The fate of the insurrection would now be tied to the advancing Soviet forces. While the AK leadership was triangulating left and putting on a revolutionary aura to win the masses, the Soviet-aligned Poles were doing the opposite — increasingly appealing to nationalist sentiments. Before the Soviet liberation of Poland, the PPR had clashed with the Bureau of Polish Communists in the USSR, who believed in a strict “Popular-Front” patriotism, often lacking any strong radical content. They had the backing of Joseph Stalin, influenced by his experience as a political officer in Semyon Budyonny’s cavalry during the Polish-Soviet War, when hopes of a Polish proletarian revolution to greet the Red Army had been disappointed. In mid-1944, the AK commanders understood what Stalin and his Polish supporters did not — that desire for a Polish nation-state was becoming less of a motivating factor among the broad masses than freedom from German oppression combined with radical social change.
When the Red Army reached Warsaw, they encountered a revolutionary uprising with a strong proletarian component. They had a chance to increase the legitimacy of the Soviet-aligned camp by doing whatever they could to aid the uprising — potentially pulling the left wing of the Underground State away from the AK officer corps. While there were objective operational obstacles to the rapid seizure of the city that both Stalin and the AK expected, arms could have been supplied and Soviet artillery and air power could have provided cover to the insurgents. Ultimately, whatever help was provided was woefully insufficient. The efforts of Zygmunt Berling’s Polish Army to establish a bridgehead on the Vistula were not given the support that their success would have required. Some 5,660 soldiers in Berling’s army lost their lives trying to reach the city.
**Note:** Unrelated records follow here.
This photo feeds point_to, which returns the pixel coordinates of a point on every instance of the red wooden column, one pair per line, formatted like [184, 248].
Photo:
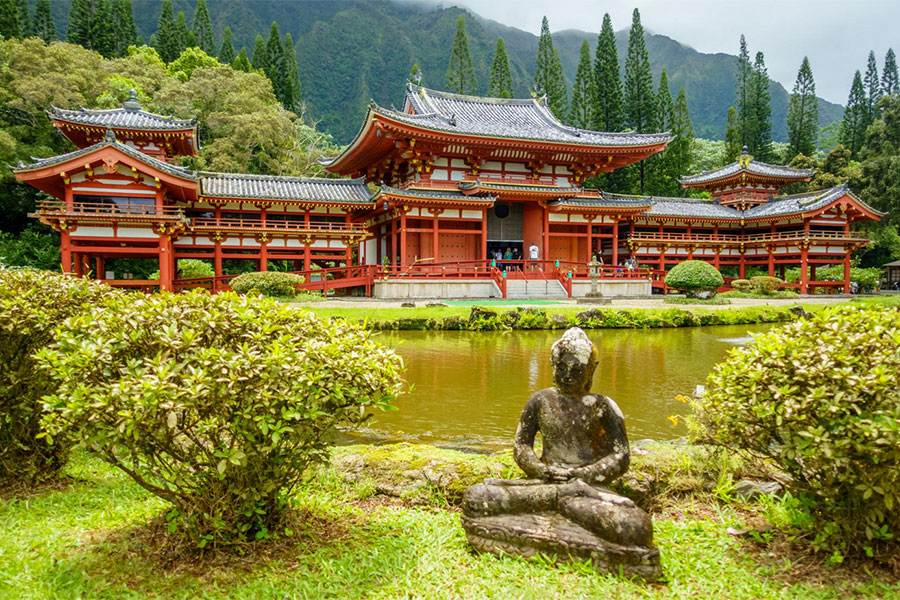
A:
[403, 258]
[166, 264]
[615, 241]
[484, 255]
[65, 252]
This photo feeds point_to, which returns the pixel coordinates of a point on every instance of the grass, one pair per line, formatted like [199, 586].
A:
[715, 300]
[90, 540]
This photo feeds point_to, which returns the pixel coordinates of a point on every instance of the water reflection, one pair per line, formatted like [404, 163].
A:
[470, 386]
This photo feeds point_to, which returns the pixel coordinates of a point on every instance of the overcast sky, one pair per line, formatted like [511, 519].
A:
[836, 35]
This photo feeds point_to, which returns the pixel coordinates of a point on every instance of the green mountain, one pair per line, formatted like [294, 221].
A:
[352, 51]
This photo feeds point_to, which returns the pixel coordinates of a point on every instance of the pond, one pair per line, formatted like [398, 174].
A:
[468, 388]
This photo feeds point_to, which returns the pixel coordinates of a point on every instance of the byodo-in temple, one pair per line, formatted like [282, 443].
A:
[439, 195]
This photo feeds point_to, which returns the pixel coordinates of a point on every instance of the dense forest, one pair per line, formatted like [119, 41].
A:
[351, 51]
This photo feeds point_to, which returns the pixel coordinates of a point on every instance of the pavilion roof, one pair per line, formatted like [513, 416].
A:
[272, 187]
[746, 165]
[529, 119]
[122, 118]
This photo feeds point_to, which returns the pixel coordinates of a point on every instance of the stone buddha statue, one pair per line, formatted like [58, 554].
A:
[563, 510]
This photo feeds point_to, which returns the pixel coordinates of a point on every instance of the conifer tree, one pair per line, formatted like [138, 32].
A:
[890, 82]
[853, 125]
[202, 28]
[260, 58]
[607, 80]
[584, 90]
[166, 37]
[760, 140]
[43, 25]
[745, 113]
[873, 89]
[732, 136]
[640, 101]
[226, 52]
[275, 65]
[292, 93]
[9, 19]
[549, 76]
[500, 85]
[460, 72]
[803, 114]
[242, 62]
[25, 19]
[680, 153]
[123, 27]
[181, 32]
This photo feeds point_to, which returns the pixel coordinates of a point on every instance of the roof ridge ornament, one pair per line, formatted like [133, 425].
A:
[132, 103]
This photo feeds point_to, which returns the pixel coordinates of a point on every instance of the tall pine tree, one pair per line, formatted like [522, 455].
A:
[242, 62]
[746, 117]
[500, 85]
[226, 52]
[640, 101]
[260, 57]
[123, 27]
[166, 37]
[803, 114]
[607, 80]
[890, 82]
[25, 19]
[43, 25]
[276, 68]
[733, 144]
[549, 76]
[873, 89]
[854, 123]
[584, 91]
[460, 72]
[181, 32]
[202, 28]
[760, 141]
[9, 19]
[292, 92]
[680, 152]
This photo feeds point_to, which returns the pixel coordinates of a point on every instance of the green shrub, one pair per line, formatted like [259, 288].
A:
[763, 284]
[694, 278]
[269, 283]
[217, 404]
[819, 397]
[32, 303]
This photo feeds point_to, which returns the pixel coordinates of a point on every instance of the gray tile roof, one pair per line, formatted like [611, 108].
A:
[527, 119]
[753, 167]
[40, 163]
[433, 193]
[272, 187]
[122, 118]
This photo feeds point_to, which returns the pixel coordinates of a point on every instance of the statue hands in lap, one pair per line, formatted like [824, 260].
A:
[563, 508]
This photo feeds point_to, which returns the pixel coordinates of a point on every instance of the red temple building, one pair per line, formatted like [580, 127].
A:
[456, 180]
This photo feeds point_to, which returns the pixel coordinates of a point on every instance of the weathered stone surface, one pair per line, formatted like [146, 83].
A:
[748, 490]
[562, 511]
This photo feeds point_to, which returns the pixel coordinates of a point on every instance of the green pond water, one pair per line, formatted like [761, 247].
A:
[468, 388]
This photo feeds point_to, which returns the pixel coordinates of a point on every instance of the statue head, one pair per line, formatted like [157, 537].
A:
[574, 359]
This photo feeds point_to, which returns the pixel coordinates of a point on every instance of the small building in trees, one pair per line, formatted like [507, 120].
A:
[437, 192]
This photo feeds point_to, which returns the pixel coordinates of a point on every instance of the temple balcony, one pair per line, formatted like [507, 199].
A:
[645, 238]
[278, 228]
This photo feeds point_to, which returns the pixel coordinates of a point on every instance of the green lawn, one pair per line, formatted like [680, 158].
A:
[87, 541]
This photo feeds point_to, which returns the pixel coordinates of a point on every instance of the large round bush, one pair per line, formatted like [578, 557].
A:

The Uprising met with a tragic end. Adolph Hitler and Heinrich Himmler decided upon savage reprisals. In line with their long-standing policy of killing numerous civilians in reprisal for each German killed by partisans, massacres began almost as soon as the uprising broke out. From August 5 to 12, Wehrmacht and SS units, alongside Cossack collaborators of the Russian National Liberation Army, indiscriminately murdered seventy to ninety thousand residents of Warsaw’s Wola district. When the Germans wrested control of the city after sixty-three days of fighting, fifteen thousand insurgents and one hundred to one hundred and fifty thousand civilians lay dead. The entire city was purposefully destroyed using explosives and combustibles; the rest of the population was expelled.
Even giving due recognition to its social ambitions, the Warsaw Uprising cannot be uncritically celebrated as a proletarian “revolution from below.” It was birthed by the extremely contradictory tendencies that pervaded Polish society under occupation and, while it had a progressive program, it was called forth by prewar officers who would surely have resisted this program’s actual implementation. Yet, this takes nothing away from the heroism of those who fought and died, not just for a Polish state but for social emancipation and freedom from fascist terror. Their martyrdom is truly worth commemorating.